Love – The Vulnerable Fruit of the Spirit

As C. S. Lewis famously said,

“To love at all is to be vulnerable. Love anything and your heart will certainly be wrung out and possibly broken.”

“Along the way” of life (mentioned here first), a big “firework thought” went off in my head. Every one of the fruits of the spirit requires vulnerability. Every one of them. Yikers! No wonder the Christian life is so hard!

This is a series on each one of those fruits of the spirit. I believe this is going to be eye-opening on many levels.

The fruits of the spirit are found in Galatians 5:22-23. But the fruit of the Spirit is love, joy, peace, patience, kindness, goodness, faithfulness, gentleness and self-control. Against such things there is no law. They get their name from the hope that if we live our lives according to God’s way the result should be this fruit in our lives. (Read the rest of Galatians 5 too for more of this practicality.) This is all good and sensible. It has been taught for centuries because there is such practicality in it. And we certainly do love checklists for our lives.

Some people you meet do exhibit these fruits in their lives—and you admire them. You would even say they are brave souls.

Then there are the many other people you meet who frustratingly do not exhibit these fruits in their lives. Even after professing to live a life of faith for 50 years. And maybe this is you also. Now I understand more why. Each one of these fruits requires vulnerability. And no one likes being in vulnerability. No wonder everyone tries to control their faith.

So we have this 9-part series on each one of the fruits revealing this bravery that is a part of it. We are starting with love and what C. S. Lewis has said, “To love at all is to be vulnerable. Love anything and your heart will certainly be wrung out and possibly broken.”

Love hurts. Love also brings great joys (which happens to be next on the list). It is the heartbreak that holds us back from loving.

“It’s no wonder we all try to control each other. Sometimes relationships feel like we’re trying to emotionally cuddle with each other at the same time we’re tearing each other down. But love doesn’t control, and I suppose that’s why it’s the ultimate risk.

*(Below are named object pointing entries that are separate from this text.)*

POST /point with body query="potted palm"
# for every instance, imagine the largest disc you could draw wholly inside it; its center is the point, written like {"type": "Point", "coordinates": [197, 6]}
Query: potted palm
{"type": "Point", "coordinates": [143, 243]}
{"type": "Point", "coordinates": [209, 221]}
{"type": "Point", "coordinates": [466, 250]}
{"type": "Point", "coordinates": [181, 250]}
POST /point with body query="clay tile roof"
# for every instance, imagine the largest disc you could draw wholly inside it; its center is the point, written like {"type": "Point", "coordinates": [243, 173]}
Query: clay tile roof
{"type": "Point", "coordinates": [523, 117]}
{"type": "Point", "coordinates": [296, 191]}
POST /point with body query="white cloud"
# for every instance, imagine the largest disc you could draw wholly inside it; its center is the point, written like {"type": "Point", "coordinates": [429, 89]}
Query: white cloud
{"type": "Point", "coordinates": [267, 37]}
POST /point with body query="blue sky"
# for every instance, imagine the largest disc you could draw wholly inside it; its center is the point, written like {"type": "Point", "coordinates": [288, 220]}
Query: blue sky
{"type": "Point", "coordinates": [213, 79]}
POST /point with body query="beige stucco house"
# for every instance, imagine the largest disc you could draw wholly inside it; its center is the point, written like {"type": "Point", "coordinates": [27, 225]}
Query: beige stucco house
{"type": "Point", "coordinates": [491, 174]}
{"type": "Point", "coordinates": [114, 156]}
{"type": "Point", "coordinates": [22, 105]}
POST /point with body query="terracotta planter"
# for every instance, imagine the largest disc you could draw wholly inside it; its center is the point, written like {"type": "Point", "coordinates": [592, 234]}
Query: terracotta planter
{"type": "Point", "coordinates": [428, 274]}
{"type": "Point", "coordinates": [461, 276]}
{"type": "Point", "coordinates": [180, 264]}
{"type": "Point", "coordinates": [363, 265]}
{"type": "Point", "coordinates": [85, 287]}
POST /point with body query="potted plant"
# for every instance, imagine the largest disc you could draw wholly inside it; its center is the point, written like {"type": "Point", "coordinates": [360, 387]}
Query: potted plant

In the end, we have to hope the person we’re giving our heart to won’t break it, and be willing to forgive them when they do, even as they will forgive us. Real love stories don’t have dictators, they have participants. Love is an ever-changing, complicated, choose-your-own adventure narrative that offers the world but guarantees nothing. “ –Donald Miller, Scary Close, pp. 97-98

And Donald Miller sums up nicely why we are so afraid of love.

Yet we love a God who is love (1 John 4:16 and numerous other verses) and who calls us to love as he has loved us. Jesus taught this love commandment, according to John, right after he washed the disciples feet and was preparing them for the upcoming frightful days of his crucifixion. Jesus said, A new command I give you: Love one another. As I have loved you, so you must love one another. By this everyone will know that you are my disciples, if you love one another. John 13:34-35. Then you read to verse 38 and Jesus predicts that Peter will betray him.

This love commandment follows immediately to heartbreak.

“The brokenhearted are indeed the bravest among us—they dared to love, and they dared to forgive.” as quoted Dr. Brene Brown in Rising Strong.  My life quote.

It would seem easier to love safely. Is that even possible? Is that love? Not if you line it up to the famous verses found in 1 Corinthians 13:4-8. Each one of those “love is…” statements puts you at risk of a broken heart. Read that section now and you will see it. 

We deeply desire to be lovable. Yet letting yourself be loved is putting yourself in vulnerability and surrender. Letting yourself be loved gives you over to someone’s mercy and to trust that they will keep loving you, that they will love you the way you want to be loved, and that they won’t break your heart.

Do you see why love is so vulnerable?

Fear and control get in the way of love. Though fear is often wrongly described as love.  It is the justification of fear that is used to try to control your world, to try to control the outcome. Fear is still fear and fear and love don’t mix. There is no fear in love. But perfect love drives out fear, because fear has to do with punishment. The one who fears is not made perfect in love. 1 John 4:18.

If you are with someone because you are afraid of your life without him/her or if you are afraid of being with him/her, there is no real love there. You may think there is love as a way to cope through the situation but the truth is very different. Perfect love drives out fear, not keeps you in it.

Yes, to love is risky. This is vulnerable. You are worthy of being loved. You are worthy to love others. You are worthy (and needed) to love the world. And you will survive the heartbreak. God has hard-wired us for pain.

Ann Voskamp wrote this in her book, The Broken Way, p. 55 (a book which I have quoted often).

“Who knows why God allows heartbreak, but the answer must be important enough because God allows His heart to break too.”

God loves us perfectly. And His heart breaks too…for us.

It was just before the Passover Festival. Jesus knew that the hour had come for him to leave this world and go to the Father. John recorded this observation about Jesus, Having loved his own who were in the world, he loved them to the end. John 13:1. We are loved to the end. You are loved to the end. Now go love one another. Be brave. The world needs the heartbreak you risk.